Byron Bay resident Richard Francis, who is prescribed medicinal cannabis for anxiety, said he’s confident using his prescribed medication and driving – but fears undergoing roadside drug tests. “People are allowed to have two standard drinks and drive, yet I’m not allowed to take my prescribed medicine?” he said.
Melbourne-based mother-of-two Alice Davy uses CBD oil during the day and THC at night to help with multiple sclerosis and stage four endometriosis. By the time she wakes up to drive her children to school, she said, she’s “not impaired at all”.

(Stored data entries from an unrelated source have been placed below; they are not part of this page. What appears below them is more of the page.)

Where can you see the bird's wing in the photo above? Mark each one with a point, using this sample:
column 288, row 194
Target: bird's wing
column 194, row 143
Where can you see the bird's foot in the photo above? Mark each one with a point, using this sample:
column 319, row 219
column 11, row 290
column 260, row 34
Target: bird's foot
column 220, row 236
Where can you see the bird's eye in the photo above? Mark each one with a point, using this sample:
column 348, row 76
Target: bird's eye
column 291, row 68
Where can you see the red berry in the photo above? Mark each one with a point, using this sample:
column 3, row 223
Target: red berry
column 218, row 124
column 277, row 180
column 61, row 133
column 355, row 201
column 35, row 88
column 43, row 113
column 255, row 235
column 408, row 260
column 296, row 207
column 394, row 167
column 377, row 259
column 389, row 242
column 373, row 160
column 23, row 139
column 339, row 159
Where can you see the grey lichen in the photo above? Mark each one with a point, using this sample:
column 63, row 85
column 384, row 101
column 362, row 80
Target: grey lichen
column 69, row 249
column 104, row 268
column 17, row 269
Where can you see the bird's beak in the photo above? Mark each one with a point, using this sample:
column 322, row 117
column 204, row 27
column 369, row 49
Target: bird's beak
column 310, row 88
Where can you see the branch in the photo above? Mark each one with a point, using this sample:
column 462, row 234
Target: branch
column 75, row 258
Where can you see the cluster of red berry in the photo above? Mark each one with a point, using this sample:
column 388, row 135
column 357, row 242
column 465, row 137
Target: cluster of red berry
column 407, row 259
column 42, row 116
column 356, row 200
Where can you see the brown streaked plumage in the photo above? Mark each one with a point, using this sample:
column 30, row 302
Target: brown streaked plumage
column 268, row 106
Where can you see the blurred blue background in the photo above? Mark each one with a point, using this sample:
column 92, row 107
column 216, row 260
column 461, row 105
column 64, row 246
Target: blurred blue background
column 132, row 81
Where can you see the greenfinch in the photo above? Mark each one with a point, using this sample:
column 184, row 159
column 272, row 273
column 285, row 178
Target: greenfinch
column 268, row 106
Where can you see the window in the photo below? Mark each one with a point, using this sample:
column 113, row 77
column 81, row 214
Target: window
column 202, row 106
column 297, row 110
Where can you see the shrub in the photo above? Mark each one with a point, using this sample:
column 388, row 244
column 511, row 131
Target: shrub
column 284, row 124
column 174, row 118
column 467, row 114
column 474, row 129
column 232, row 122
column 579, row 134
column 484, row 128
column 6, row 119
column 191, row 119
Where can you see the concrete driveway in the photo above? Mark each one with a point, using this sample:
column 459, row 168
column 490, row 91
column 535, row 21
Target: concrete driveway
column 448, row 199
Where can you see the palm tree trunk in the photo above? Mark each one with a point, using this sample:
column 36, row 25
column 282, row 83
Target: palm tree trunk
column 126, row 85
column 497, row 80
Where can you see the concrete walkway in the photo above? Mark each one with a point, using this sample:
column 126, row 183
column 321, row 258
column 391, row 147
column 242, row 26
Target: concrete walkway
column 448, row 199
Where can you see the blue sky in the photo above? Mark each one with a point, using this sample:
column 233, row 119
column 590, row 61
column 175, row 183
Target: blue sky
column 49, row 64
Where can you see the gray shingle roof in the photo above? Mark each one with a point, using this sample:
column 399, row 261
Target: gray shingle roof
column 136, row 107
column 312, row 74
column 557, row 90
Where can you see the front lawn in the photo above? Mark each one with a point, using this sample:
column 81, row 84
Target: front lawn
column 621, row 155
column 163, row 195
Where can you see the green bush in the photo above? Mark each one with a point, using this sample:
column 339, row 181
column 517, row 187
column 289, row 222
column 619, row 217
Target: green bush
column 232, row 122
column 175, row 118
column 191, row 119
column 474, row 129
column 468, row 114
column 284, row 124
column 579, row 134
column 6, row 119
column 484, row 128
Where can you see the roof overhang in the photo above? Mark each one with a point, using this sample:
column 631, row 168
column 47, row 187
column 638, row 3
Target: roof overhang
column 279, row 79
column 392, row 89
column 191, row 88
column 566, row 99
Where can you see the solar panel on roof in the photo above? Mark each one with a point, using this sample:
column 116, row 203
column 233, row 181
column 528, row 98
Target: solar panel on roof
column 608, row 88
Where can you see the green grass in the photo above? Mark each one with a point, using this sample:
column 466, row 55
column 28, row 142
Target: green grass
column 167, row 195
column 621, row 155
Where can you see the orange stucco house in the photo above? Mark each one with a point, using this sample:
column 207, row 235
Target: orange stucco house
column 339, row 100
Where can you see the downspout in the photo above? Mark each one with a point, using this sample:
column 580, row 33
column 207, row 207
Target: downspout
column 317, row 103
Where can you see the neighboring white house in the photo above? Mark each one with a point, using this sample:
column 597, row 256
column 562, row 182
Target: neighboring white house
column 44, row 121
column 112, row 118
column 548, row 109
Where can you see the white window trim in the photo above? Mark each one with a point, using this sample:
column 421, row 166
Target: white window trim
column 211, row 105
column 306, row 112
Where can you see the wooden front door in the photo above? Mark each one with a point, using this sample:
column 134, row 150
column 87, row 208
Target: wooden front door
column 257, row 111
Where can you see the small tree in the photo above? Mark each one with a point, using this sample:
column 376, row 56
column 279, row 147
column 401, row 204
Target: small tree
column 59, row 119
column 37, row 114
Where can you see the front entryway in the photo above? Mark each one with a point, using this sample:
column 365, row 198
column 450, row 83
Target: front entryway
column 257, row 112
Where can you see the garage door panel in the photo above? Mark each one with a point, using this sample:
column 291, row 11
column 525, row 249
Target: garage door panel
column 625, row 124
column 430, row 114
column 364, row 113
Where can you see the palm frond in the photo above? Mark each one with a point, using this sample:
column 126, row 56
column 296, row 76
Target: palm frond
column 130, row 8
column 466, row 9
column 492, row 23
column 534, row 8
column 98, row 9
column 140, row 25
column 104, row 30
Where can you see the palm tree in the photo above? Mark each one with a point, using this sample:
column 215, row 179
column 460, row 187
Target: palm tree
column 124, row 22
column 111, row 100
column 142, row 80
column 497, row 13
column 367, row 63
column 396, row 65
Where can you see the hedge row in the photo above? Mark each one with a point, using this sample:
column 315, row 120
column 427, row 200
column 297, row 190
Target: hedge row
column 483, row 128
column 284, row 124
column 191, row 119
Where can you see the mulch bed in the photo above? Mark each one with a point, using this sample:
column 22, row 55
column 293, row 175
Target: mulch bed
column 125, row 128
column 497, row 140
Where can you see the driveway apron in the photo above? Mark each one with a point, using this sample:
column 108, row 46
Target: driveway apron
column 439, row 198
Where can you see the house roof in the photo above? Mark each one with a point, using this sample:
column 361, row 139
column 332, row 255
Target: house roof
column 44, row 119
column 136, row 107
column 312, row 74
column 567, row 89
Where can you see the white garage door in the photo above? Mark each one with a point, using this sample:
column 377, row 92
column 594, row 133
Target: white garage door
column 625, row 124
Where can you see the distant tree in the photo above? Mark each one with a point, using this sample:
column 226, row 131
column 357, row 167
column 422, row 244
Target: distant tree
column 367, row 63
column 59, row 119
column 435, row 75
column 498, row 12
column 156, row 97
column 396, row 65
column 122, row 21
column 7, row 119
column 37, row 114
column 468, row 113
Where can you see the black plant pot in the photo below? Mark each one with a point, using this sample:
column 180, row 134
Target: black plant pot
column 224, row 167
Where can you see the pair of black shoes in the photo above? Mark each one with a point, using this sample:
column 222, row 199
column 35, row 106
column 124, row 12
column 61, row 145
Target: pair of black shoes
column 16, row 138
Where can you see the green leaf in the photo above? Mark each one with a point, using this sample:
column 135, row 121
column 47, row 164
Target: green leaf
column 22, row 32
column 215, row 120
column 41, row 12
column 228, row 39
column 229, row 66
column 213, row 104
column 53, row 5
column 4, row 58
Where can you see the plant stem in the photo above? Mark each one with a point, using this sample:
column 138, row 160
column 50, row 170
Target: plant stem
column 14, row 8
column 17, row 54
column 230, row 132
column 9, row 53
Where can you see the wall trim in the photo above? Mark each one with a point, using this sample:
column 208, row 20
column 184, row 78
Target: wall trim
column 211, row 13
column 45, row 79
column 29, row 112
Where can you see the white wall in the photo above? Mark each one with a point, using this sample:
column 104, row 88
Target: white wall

Before being prescribed cannabis, she wouldn’t drive because of the range of pharmaceuticals she was taking. “I’m more worried about getting in the car days after taking valium because you wake up foggy,” she said. Now, she drives between Melbourne and regional NSW to visit family and seek MS treatment. “That wouldn’t have been possible on all the other drugs,” she said. “Changing these laws is a no-brainer.”
Former Lismore magistrate David Heilpern said NSW’s hard stance on drug driving had done nothing to decrease road deaths. He stepped down from the courts in 2020 in protest of the cannabis drug driving laws. In 2019, NSW police were given the power to impose a three-month licence suspension on anyone with THC in their system, along with a fine of $587.
“Why should we even think for a moment that we need a special rule just because the drug was once an illicit drug?” he said. “There’s no reason for it to be specially treated.”
But acting deputy secretary for safety, environment and regulation at Transport for NSW Sally Webb said the laws were necessary to protect other drivers.
“THC can affect cognitive and motor skills necessary for safe driving, such as attention, judgment, memory, vision and co-ordination,” she said. “These rules are in place to discourage people from driving when they are under influence to reduce the risk of a fatal crash and maintain the safety of all road users.”
Webb said the department was continuing “to monitor developments in vehicle technologies that support road safety, including the Driver Monitoring System technology”. The NSW government is monitoring drug-driving research and developments relevant to drug-driving policy as part of the 2026 Road Safety Action Plan.